Information was received from the healthcare professional (hcp) via the manufacturer representative regarding an event which occurred during a kyphoplasty procedure in a patient diagnosed with primary osteoporosis, compression fracture and intravertebral cleft.
It was reported that there was pulsatile bleeding when the bone access needle was inserted, and the inner cylinder was removed.
The physician waited for the bleeding to stop with the inner cylinder inserted for about 5 minutes, but the degree of bleeding did not change.
The guide pin and osteo introducer were inserted immediately, and cement was filled with bfd.
Balloon was not used with the highest priority being to obtain hemostasis.
During cement filling, there was a lot of bleeding and cement leaked into the spinal canal from the damaged posterior wall.

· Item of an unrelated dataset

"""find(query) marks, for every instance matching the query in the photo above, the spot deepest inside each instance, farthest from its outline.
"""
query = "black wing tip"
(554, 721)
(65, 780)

In the preoperative evaluation, there was pulsatile bleeding due to the insertion of a bone access needle without noticing that there was an aneurysm in the vertebral body.
It was not a product defect.
There was a delay of less the 60 mins in the overall procedure.
The cement was mixed and stored as per ifu.
Patient is in hospital and is making satisfactory progress.
No neurological symptoms.
No patient injury / complication post-surgery.
Bone access needle included in the kit kpt1002.
Cement used for the surgery remains in patient.
Products will not be returned since they were discarded or remained in patient.
There was patient injury /complication.